Pays-Bas : la maire d’Amsterdam veut la régulation de la cocaïne dans sa ville

La maire d’Amsterdam Femke Halsema, ici le 12 avril 2024.
JOHN THYS / AFP La maire d’Amsterdam Femke Halsema, ici le 12 avril 2024.

PAYS-BAS - Après le cannabis, la cocaïne ? Réguler le marché des drogues dures comme la cocaïne et la MDMA est pour la maire d’Amsterdam le seul moyen de combattre le narcotrafic et ses conséquences « désastreuses » sur l’économie et la sécurité de la capitale néerlandaise.

« On pourrait imaginer que la cocaïne puisse être obtenue auprès de pharmaciens ou via un modèle médical », avance ainsi ce mardi 16 avril dans un entretien avec l’AFP Femke Halsema.

L’écologiste de 57 ans tient depuis 2018 les rênes de la ville connue mondialement pour ses coffee-shops et son effervescence commerciale et touristique.

L’envers du décor est, relate-t-elle, un monde sanglant et puissant qui brasse des milliards d’euros chaque année, perturbant l’économie et menaçant l’avenir de la jeunesse vulnérable de la capitale. « Je pense aussi que certaines drogues sont dangereuses et qu’il est sage de réduire leur consommation. »

Mais « la façon dont nous procédons n’aide pas (...) il va falloir réfléchir aux meilleurs moyens de réglementer les drogues », selon l’édile qui estime que la mise de la MDMA sur le marché devrait même être envisagée.

Un débat « émotionnel et moral »

À Amsterdam, plaque tournante de l’économie de la drogue, 80 % des activités policières sont consacrées à combattre la criminalité liée aux stupéfiants, souligne-t-elle.

Elle qualifie les conséquences du narcotrafic de « désastreuses » dans sa ville, où la consommation de drogues dures est en outre, à l’instar d’autres capitales européennes, de plus en plus banalisée.

« Les prix de la cocaïne dans la rue sont restés exactement les mêmes, nous n’avons donc aucun effet », dit-elle. « Alors n’est-il pas ridicule que l’on confie le trafic de drogue aux criminels et que l’on n’essaye pas de trouver un modèle de marché civilisé ? », interroge-t-elle.

« Les consommateurs sont-ils des criminels ? Je ne pense pas », et les criminaliser n’a pas eu les effets attendus outre-Atlantique, où les prisons sont surpeuplées et les effets sur la santé toujours désastreux, selon Femke Halsema.

Aux Pays-Bas, comme dans de nombreux pays, le débat est « émotionnel et moral. “Les drogues gâchent la santé, les drogues sont mauvaises, il est immoral de les utiliser” », résume-t-elle. « Et il y a rarement une discussion économique ou plus pragmatique ou financière à ce sujet ».
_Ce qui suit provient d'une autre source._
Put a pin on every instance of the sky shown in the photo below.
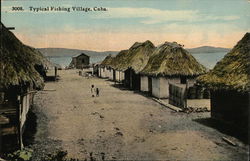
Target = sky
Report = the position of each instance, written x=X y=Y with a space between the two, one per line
x=193 y=23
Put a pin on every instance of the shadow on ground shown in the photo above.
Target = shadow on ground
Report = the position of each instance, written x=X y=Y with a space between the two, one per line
x=225 y=128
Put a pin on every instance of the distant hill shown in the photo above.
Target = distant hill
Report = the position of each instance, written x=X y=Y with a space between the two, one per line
x=63 y=52
x=207 y=49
Le gouvernement hollandais est contre

Alors que le gouvernement national « conservateur » « ne veut pas en parler », Femke Halsema a ouvert une discussion internationale. Elle a invité fin janvier des responsables du monde entier pour discuter de « comment, et non si » les villes devraient réguler les drogues.
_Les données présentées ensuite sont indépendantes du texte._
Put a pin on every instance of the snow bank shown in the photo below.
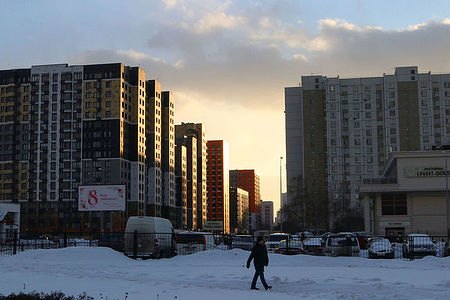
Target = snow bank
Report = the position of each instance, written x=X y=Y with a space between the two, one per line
x=221 y=275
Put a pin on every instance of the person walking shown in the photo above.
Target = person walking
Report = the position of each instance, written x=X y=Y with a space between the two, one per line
x=260 y=259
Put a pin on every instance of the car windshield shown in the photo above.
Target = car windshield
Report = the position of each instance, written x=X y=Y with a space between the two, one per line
x=422 y=240
x=277 y=237
x=187 y=238
x=313 y=242
x=381 y=243
x=292 y=244
x=243 y=239
x=343 y=241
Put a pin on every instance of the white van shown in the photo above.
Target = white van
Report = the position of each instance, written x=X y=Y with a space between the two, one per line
x=149 y=237
x=189 y=242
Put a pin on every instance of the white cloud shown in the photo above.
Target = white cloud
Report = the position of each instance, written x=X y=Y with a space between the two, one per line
x=172 y=3
x=300 y=57
x=216 y=20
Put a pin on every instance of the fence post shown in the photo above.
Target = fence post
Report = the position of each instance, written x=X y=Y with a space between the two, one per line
x=135 y=244
x=411 y=248
x=15 y=245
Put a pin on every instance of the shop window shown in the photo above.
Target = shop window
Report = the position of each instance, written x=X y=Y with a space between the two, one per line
x=394 y=204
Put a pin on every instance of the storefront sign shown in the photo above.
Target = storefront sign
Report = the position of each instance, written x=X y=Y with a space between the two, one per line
x=101 y=197
x=425 y=172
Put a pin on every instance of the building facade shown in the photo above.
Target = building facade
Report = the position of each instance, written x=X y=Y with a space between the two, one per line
x=249 y=181
x=63 y=126
x=411 y=196
x=168 y=155
x=238 y=210
x=197 y=130
x=153 y=123
x=340 y=131
x=190 y=142
x=181 y=167
x=267 y=215
x=218 y=183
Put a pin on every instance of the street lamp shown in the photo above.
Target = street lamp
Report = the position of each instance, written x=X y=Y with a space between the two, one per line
x=281 y=195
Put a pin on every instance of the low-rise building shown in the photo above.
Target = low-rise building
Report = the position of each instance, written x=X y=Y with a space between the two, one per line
x=411 y=197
Parvenir à un marché « réglementé, sain et contrôlé » prend des décennies, concède-t-elle toutefois. Il faudra en outre penser à « toute la chaîne, depuis la production (...) si vous n’en organisez qu’une partie, cela attire les criminels ».

Elle réfute toutefois l’idée souvent véhiculée que la politique néerlandaise clémente envers les drogues douces - selon laquelle la vente d’herbe par les célèbres coffee-shops est tolérée mais pas la production et l’approvisionnement - est responsable de l’explosion du trafic de cocaïne dans le pays.

« Cela n’a rien à voir avec le fait que nous soyons doux ou répressifs. Cela est simplement dû à notre situation géographique et à nos traditions commerciales », explique Femke Halsema

Les enjeux sont de taille, souligne-t-elle encore, rappelant trois meurtres liés au procès du baron de la drogue Ridouan Taghi dans la capitale ces dernières années, dont celui du journaliste Peter R. de Vries.